As Donald Trump unveiled his “Fake News Awards,” Reporters Without Borders, the international press freedom advocacy group, lambasted the U.S. president for “grotesque” behavior and actions “unworthy of the country that adopted the First Amendment.”
In the first year of his presidency, Trump “has not let one week go by without attacking and denigrating journalists,” the Paris-based nonprofit said on its website Wednesday.
“Trump’s behavior is gradually pushing the United States towards an anti-journalist climate worthy of the worst countries for press freedom, although he swore to protect and defend this freedom at his inauguration,” the group’s secretary-general, Christophe Deloire, said in a statement. “By attacking journalists in this way and grotesquely treating the media as children, Donald Trump poses a major threat to U.S. democracy.”

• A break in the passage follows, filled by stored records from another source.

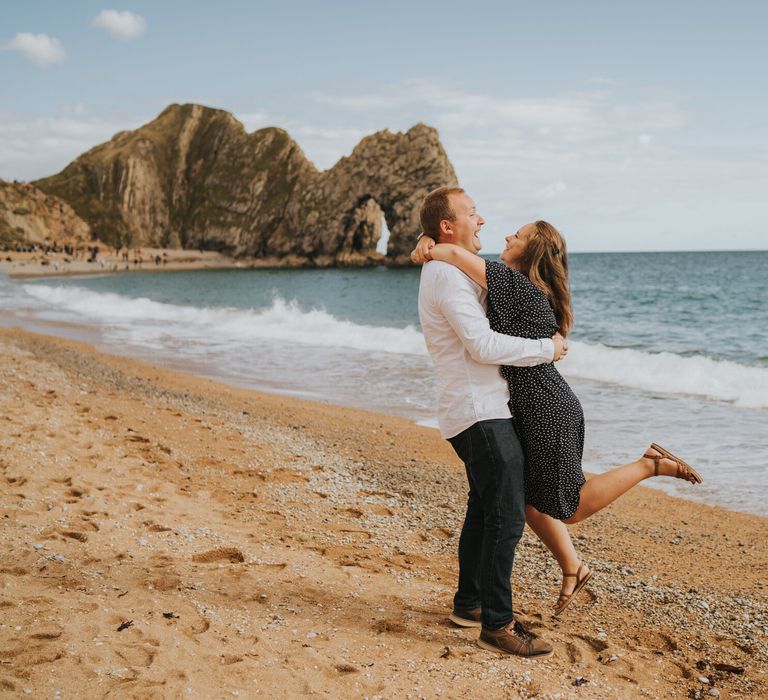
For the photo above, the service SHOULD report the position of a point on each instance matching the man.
(474, 417)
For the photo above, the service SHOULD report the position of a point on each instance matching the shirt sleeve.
(457, 299)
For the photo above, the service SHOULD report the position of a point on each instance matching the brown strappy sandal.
(684, 470)
(565, 598)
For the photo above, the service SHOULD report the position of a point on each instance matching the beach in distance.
(165, 532)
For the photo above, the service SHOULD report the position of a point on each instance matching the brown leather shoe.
(466, 618)
(516, 639)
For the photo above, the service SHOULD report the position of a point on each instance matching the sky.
(631, 126)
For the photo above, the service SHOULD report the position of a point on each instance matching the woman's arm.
(470, 264)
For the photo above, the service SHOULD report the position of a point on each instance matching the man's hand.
(421, 253)
(561, 347)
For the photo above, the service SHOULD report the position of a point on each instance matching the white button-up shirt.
(466, 352)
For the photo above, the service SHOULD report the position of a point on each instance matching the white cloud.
(34, 148)
(40, 49)
(123, 25)
(551, 190)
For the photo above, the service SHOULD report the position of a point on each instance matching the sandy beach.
(39, 264)
(167, 536)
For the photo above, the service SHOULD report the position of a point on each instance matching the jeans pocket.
(462, 445)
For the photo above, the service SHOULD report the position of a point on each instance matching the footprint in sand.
(230, 554)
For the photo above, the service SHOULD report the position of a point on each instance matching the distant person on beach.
(473, 413)
(529, 297)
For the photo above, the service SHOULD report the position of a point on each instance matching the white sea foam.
(283, 321)
(667, 373)
(154, 323)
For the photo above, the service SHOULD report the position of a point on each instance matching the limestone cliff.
(29, 215)
(194, 178)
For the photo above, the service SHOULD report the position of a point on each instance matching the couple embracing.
(518, 430)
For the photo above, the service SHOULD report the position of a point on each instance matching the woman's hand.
(422, 252)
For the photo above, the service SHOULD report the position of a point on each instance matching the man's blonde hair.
(435, 208)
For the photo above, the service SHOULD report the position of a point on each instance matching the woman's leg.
(603, 489)
(555, 536)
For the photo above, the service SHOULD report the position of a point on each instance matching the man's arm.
(466, 315)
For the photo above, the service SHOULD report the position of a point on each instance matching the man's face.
(465, 230)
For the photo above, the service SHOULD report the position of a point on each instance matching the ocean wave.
(284, 321)
(158, 324)
(668, 373)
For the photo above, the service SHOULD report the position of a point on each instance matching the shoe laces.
(522, 631)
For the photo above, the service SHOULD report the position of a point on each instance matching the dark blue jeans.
(495, 518)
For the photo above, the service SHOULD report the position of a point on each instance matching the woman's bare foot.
(570, 582)
(573, 582)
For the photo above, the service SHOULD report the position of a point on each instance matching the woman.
(529, 297)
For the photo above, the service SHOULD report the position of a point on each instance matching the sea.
(667, 347)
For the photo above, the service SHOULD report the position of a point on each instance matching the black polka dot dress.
(547, 413)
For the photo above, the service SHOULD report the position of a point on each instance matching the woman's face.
(516, 243)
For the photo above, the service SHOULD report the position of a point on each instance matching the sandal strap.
(656, 460)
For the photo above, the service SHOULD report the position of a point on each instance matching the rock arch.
(194, 176)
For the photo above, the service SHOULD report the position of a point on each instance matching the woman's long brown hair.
(545, 262)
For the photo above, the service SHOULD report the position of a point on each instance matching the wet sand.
(167, 536)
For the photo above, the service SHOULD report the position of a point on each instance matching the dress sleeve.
(506, 287)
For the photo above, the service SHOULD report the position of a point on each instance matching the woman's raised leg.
(603, 489)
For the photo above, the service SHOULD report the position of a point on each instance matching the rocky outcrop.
(194, 178)
(29, 215)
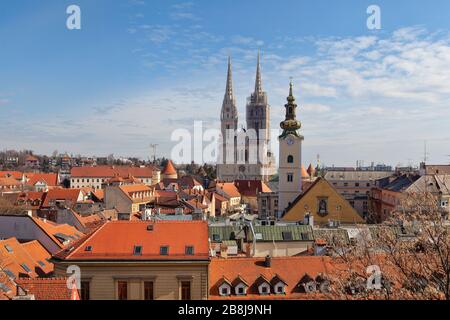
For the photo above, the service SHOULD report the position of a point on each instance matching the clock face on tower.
(290, 141)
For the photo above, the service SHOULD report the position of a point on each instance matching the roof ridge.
(77, 245)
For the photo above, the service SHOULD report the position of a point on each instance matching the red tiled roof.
(15, 174)
(251, 188)
(9, 182)
(251, 270)
(52, 229)
(111, 171)
(169, 169)
(115, 240)
(31, 158)
(46, 288)
(229, 188)
(24, 256)
(51, 179)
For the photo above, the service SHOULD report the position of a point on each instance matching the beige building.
(96, 177)
(128, 199)
(355, 186)
(126, 260)
(322, 204)
(268, 206)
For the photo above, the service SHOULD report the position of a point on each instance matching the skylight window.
(9, 273)
(287, 235)
(189, 250)
(4, 288)
(164, 251)
(25, 267)
(137, 250)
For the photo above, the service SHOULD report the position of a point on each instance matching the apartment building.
(355, 186)
(141, 260)
(96, 177)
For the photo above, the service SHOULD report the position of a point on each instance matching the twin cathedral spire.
(254, 160)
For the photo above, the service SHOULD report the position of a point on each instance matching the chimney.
(268, 261)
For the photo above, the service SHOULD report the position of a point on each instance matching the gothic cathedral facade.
(245, 153)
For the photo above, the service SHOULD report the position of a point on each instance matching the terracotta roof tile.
(169, 169)
(115, 240)
(46, 288)
(111, 171)
(289, 270)
(51, 179)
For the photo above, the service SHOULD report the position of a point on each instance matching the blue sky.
(139, 69)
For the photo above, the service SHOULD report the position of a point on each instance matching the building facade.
(96, 177)
(142, 261)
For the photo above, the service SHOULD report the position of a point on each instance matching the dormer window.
(264, 288)
(137, 251)
(224, 287)
(225, 290)
(241, 290)
(240, 286)
(263, 285)
(164, 250)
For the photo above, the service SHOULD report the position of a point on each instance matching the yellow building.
(322, 202)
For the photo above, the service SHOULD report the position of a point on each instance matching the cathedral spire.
(229, 88)
(258, 82)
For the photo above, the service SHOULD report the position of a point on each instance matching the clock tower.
(290, 160)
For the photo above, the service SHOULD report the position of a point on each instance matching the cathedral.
(244, 153)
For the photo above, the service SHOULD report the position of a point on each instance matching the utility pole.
(153, 147)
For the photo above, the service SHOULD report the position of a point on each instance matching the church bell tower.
(290, 160)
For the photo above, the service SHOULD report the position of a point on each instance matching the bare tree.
(406, 257)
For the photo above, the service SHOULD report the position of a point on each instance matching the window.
(279, 289)
(240, 290)
(290, 177)
(185, 290)
(122, 290)
(287, 235)
(264, 290)
(9, 273)
(225, 291)
(164, 251)
(189, 250)
(137, 251)
(85, 290)
(148, 290)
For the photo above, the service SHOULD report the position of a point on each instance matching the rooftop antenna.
(153, 146)
(425, 153)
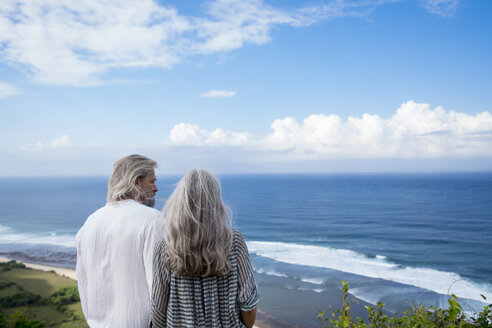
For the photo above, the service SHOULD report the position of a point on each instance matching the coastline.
(67, 272)
(70, 273)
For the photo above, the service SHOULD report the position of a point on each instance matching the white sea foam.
(371, 297)
(313, 281)
(271, 273)
(352, 262)
(8, 236)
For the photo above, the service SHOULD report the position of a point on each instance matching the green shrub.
(65, 295)
(20, 299)
(5, 284)
(12, 264)
(19, 320)
(421, 317)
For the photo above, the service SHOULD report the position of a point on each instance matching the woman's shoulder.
(238, 242)
(237, 236)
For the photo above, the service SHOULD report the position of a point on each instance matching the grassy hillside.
(42, 296)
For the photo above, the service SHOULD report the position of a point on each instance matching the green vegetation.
(421, 317)
(33, 298)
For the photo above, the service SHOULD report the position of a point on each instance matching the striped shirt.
(210, 302)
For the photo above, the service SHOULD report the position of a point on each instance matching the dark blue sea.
(396, 238)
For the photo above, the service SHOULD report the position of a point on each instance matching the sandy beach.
(70, 273)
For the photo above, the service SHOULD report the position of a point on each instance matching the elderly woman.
(202, 272)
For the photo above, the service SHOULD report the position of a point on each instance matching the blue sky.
(245, 86)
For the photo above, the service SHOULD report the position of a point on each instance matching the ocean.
(399, 239)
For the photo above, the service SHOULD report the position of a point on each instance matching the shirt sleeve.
(248, 295)
(160, 287)
(81, 275)
(154, 233)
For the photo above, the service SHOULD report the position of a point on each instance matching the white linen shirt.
(115, 249)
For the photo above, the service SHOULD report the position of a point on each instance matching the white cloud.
(442, 7)
(184, 134)
(75, 42)
(218, 94)
(414, 131)
(57, 143)
(7, 90)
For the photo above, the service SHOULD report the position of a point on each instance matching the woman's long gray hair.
(126, 171)
(198, 227)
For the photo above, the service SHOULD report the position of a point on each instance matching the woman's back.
(211, 302)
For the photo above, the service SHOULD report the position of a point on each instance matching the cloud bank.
(414, 131)
(75, 42)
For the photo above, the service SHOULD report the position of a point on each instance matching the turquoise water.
(394, 237)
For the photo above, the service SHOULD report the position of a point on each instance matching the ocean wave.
(9, 236)
(379, 267)
(271, 273)
(313, 281)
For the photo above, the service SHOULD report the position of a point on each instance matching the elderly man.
(115, 248)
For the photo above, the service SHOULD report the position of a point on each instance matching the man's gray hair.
(126, 171)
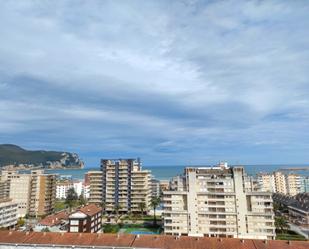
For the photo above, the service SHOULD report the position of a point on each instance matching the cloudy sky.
(173, 82)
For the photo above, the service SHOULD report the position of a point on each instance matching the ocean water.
(167, 172)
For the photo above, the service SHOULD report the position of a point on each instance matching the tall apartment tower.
(218, 202)
(125, 185)
(293, 183)
(34, 193)
(94, 179)
(42, 193)
(278, 182)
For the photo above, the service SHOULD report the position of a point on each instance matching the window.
(73, 229)
(74, 222)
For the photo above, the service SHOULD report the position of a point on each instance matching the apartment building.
(297, 206)
(8, 213)
(278, 182)
(62, 187)
(87, 219)
(125, 185)
(95, 181)
(267, 183)
(155, 187)
(42, 193)
(293, 184)
(3, 189)
(218, 202)
(20, 187)
(304, 184)
(34, 192)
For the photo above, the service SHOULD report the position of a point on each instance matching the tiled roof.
(145, 241)
(90, 209)
(54, 219)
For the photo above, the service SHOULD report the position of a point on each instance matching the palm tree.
(281, 223)
(71, 198)
(142, 207)
(154, 203)
(117, 214)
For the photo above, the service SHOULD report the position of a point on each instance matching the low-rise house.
(55, 223)
(298, 207)
(87, 219)
(8, 213)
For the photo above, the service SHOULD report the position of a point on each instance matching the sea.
(167, 172)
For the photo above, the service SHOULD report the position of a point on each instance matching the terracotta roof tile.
(90, 209)
(54, 219)
(148, 241)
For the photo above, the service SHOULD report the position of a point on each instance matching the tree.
(81, 200)
(281, 223)
(71, 198)
(154, 203)
(21, 222)
(142, 207)
(117, 213)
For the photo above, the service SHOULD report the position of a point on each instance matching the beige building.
(218, 201)
(34, 193)
(125, 185)
(8, 213)
(95, 186)
(293, 183)
(267, 183)
(278, 182)
(3, 189)
(19, 187)
(42, 193)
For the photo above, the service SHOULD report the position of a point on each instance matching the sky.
(171, 82)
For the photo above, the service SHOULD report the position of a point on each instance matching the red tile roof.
(54, 219)
(90, 209)
(146, 241)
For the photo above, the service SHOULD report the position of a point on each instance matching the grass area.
(289, 235)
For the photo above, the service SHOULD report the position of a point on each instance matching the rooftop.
(54, 219)
(92, 240)
(90, 209)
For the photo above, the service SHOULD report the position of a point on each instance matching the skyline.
(174, 83)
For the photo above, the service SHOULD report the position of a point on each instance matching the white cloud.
(200, 75)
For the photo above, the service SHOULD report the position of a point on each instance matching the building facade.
(62, 188)
(34, 193)
(218, 201)
(304, 184)
(20, 187)
(95, 183)
(126, 186)
(278, 182)
(8, 213)
(42, 193)
(87, 219)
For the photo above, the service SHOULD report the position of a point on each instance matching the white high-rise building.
(278, 182)
(218, 201)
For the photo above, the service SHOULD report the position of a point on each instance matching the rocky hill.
(14, 156)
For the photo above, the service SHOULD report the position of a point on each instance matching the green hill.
(14, 155)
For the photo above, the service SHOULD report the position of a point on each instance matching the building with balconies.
(125, 186)
(218, 202)
(8, 213)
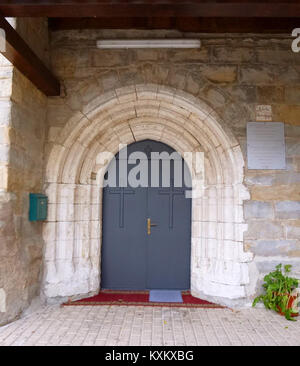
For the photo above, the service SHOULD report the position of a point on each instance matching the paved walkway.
(157, 326)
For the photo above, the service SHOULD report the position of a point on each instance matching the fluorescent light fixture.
(149, 43)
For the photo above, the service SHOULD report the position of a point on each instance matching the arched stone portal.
(72, 234)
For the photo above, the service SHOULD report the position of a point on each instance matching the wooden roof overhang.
(199, 16)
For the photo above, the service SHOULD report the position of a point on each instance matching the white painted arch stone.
(72, 234)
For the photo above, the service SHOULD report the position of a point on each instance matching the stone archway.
(72, 234)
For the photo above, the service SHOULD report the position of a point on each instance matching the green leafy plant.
(279, 290)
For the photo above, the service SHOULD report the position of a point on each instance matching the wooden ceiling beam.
(195, 25)
(153, 8)
(27, 62)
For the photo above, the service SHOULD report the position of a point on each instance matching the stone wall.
(231, 75)
(22, 137)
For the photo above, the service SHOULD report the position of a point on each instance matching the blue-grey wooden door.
(146, 231)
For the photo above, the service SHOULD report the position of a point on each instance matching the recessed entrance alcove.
(74, 177)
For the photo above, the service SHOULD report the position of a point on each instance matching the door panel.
(168, 252)
(132, 259)
(123, 248)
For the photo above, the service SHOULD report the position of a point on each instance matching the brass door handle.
(149, 225)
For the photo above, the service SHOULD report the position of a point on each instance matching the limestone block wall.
(230, 76)
(22, 137)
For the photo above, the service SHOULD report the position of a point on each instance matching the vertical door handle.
(149, 225)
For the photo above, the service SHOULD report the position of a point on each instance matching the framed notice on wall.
(265, 145)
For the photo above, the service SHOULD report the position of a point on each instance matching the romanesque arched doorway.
(146, 235)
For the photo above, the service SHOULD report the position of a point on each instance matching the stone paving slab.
(150, 326)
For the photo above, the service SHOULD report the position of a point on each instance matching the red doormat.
(140, 298)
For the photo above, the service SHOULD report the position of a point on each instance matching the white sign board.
(266, 145)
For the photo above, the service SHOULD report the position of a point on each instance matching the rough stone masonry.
(247, 222)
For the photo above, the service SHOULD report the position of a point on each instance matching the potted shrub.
(280, 292)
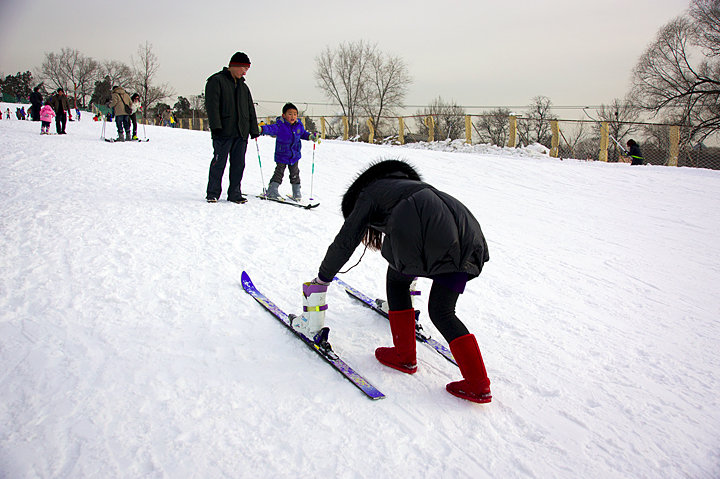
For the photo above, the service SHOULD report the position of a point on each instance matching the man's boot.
(403, 355)
(476, 385)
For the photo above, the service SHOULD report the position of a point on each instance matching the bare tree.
(706, 16)
(342, 74)
(72, 71)
(145, 68)
(386, 87)
(536, 124)
(492, 127)
(573, 140)
(619, 115)
(118, 73)
(680, 70)
(449, 119)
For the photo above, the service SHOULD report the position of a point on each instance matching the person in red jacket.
(421, 232)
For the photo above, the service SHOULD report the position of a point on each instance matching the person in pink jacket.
(46, 116)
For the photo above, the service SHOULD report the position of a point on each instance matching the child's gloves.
(318, 281)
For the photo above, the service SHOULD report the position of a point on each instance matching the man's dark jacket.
(60, 104)
(231, 112)
(427, 232)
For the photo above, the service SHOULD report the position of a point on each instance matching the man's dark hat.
(239, 60)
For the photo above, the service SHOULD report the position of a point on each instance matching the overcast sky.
(472, 52)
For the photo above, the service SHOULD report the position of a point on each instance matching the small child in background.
(288, 131)
(46, 116)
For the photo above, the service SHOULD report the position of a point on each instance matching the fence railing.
(661, 144)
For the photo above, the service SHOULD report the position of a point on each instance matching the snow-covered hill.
(129, 349)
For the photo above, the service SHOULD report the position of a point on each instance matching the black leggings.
(441, 304)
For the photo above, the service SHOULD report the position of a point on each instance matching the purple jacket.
(287, 142)
(46, 113)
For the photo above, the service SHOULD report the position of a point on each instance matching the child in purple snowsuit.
(288, 131)
(46, 116)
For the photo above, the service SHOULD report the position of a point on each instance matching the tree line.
(88, 82)
(675, 81)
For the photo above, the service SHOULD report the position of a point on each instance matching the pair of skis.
(290, 201)
(324, 349)
(139, 140)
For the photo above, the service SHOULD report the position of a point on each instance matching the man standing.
(231, 115)
(120, 102)
(61, 105)
(36, 102)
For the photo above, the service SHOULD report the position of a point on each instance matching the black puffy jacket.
(426, 231)
(231, 112)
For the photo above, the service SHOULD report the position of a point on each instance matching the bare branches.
(679, 74)
(145, 67)
(359, 77)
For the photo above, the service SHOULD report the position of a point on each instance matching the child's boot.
(311, 323)
(476, 385)
(273, 190)
(403, 355)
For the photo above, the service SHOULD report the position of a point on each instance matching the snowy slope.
(128, 348)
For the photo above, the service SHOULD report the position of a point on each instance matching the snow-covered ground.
(129, 349)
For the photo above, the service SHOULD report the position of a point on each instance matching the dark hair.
(289, 106)
(372, 239)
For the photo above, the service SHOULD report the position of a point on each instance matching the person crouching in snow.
(420, 231)
(288, 131)
(46, 116)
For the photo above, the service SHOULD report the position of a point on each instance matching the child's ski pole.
(312, 173)
(260, 163)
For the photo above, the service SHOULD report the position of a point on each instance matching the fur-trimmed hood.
(376, 171)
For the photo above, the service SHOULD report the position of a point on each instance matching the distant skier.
(288, 131)
(36, 102)
(46, 116)
(427, 233)
(634, 153)
(61, 106)
(120, 102)
(135, 106)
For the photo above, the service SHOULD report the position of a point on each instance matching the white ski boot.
(311, 323)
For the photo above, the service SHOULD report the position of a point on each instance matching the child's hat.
(239, 60)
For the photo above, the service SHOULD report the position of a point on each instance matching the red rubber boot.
(403, 356)
(476, 385)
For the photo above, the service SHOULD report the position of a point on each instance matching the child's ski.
(376, 305)
(324, 351)
(308, 206)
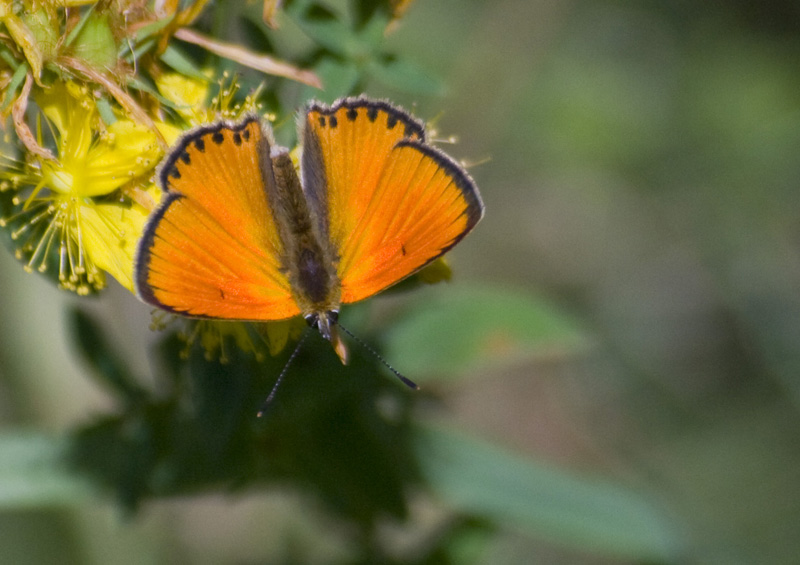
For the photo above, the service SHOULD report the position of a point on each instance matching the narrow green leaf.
(326, 29)
(578, 512)
(32, 473)
(106, 111)
(80, 25)
(13, 85)
(456, 329)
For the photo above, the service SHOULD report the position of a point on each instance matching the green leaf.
(458, 329)
(13, 85)
(405, 76)
(582, 513)
(32, 473)
(95, 43)
(339, 78)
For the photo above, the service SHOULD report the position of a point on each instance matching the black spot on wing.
(412, 127)
(198, 138)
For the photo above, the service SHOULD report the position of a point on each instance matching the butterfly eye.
(312, 320)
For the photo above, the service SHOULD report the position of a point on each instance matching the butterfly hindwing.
(389, 202)
(212, 248)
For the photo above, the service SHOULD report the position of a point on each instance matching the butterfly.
(238, 235)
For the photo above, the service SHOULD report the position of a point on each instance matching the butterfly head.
(326, 324)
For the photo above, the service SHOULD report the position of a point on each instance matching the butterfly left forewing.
(394, 203)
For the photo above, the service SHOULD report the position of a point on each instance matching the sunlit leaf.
(454, 329)
(579, 512)
(405, 76)
(33, 475)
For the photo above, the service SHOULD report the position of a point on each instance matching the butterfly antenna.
(285, 369)
(408, 382)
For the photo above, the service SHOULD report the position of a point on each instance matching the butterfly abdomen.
(308, 257)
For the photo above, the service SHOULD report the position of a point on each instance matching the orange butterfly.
(239, 236)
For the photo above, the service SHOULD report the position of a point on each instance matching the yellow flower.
(188, 96)
(67, 215)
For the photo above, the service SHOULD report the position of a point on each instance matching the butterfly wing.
(388, 202)
(211, 248)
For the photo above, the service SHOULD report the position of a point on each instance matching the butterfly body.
(239, 235)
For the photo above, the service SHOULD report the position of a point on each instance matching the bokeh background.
(639, 166)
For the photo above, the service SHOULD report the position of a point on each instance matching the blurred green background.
(639, 166)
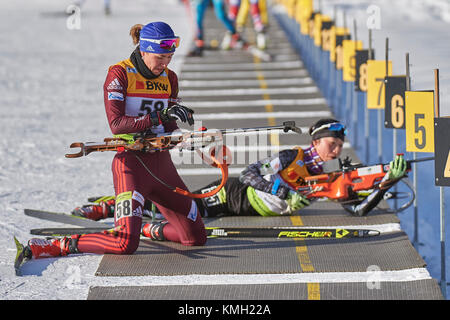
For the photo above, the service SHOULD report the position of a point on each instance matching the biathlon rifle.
(342, 179)
(219, 154)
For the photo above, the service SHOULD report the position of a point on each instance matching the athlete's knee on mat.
(130, 245)
(198, 240)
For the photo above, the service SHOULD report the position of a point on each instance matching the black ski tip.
(20, 257)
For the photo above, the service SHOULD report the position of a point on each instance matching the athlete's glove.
(397, 167)
(296, 201)
(178, 112)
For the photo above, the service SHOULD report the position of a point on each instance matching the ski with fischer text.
(240, 232)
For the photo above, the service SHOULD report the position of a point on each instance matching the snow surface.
(51, 82)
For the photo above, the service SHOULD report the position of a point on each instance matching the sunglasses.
(335, 126)
(167, 44)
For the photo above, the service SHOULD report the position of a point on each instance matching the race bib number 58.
(124, 208)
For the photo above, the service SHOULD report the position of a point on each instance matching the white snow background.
(51, 95)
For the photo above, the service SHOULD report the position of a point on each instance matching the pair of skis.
(89, 226)
(86, 226)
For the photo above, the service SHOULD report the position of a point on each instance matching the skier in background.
(140, 95)
(238, 12)
(231, 39)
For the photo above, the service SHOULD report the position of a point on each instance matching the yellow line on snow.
(301, 248)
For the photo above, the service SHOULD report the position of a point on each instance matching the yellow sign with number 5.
(419, 121)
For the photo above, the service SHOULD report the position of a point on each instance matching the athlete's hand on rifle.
(296, 201)
(179, 112)
(397, 167)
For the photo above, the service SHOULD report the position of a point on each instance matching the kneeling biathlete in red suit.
(140, 94)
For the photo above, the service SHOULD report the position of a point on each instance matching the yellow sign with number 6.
(376, 72)
(419, 121)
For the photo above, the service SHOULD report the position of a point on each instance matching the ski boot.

The Reporters Without Borders statement adds to fierce criticism of Trump’s administration by journalism advocacy groups. The Committee to Protect Journalists this month awarded Trump the title of the world’s most oppressive leader toward press freedom, and likened him to strongmen like Turkish president Recep Tayyip Erdoğan and Russian leader Vladimir Putin, who “have gone above and beyond to silence critical voices and weaken democracy.”
Reporters Without Borders, reacting to Trump’s “Fake News Awards,” said it was launching a social media campaign ridiculing the president’s anti-media rhetoric. It mockingly shows other world anti-press world leaders, including Turkey’s Erdogan, China’s Xi Jinping, and Iran’s Ali Khamenei, praising Trump for “his efforts and his creativity in trampling on media freedom.”
“With humor, this campaign points out that the U.S. president’s actions are unworthy of the country that adopted the First Amendment,” Deloire said.
Trump shared his “Fake News Awards” via Twitter on Wednesday night, linking to a GOP website post listing 10 news stories from media outlets including CNN and The New York Times that the president had deemed “fake.”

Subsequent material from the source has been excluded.